Objecting to immigration over concerns about jobs is not intrinsically xenophobic: wanting to build massive walls, banning all Muslims and similar measures, is. That there are sympathetic arguments for specific low immigration policies doesn't change that large amounts of the anti-immigrant attitude are coming from xenophobia.
As for discrimination, you playing language games rather than ignoring the fundamental point: if you prefer, simply add the words "based on race or religion" after the word discriminate and you get the point.
All the terms we use "conservative" "liberal" "progressive" really stand more for complicated political alliances than anything that clear cut. For example, pot legalization is stronger on the left among "progressives" but legalization is essentially reactionary, going back to an earlier era. Similarly, many right-wing, conservative positions, are new or novel ideas. By and large anti-immigrant, xenophobic ideas are more often found as part of the "conservative" tribe (although there's a definite undercurrent of them in the left also, as seen in for example Bernie Sanders strong dislike of open immigration).

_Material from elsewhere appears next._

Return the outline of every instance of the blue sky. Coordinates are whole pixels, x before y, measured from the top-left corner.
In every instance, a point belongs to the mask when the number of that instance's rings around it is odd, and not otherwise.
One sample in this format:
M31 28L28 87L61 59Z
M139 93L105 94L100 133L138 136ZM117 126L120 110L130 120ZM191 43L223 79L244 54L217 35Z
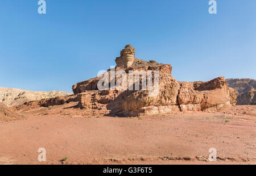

In general, almost everything involved in politics is more about allegiances than coherent philosophical approaches. There's no coherent philosophy that should connect attitude about tax policy to attitude about gay marriage. And in so far as there are attempts at coherent philosophical approaches, they often make very little sense: for example the pro-choice movement's language about freedom and autonomy is very similar to language used by people with strong attitudes about the second amendment or believing they have a right to discriminate, but they are from opposite ends of the political spectrum.
The panel seemed to say it found the equivalent of a smoking gun. “Before enacting that law, the legislature requested data on the use, by race, of a number of voting practices,” Motz wrote. “Upon receipt of the race data, the General Assembly enacted legislation that restricted voting and registration in five different ways, all of which disproportionately affected African Americans.”
So, yes, please go explain how these laws are about protecting vote integrity. And then.explain why if they care so much about vote integrity they don't do anything about absentee ballot voter fraud which is a much more common and well-documented problem.
If you're not careful, you're going to catch something.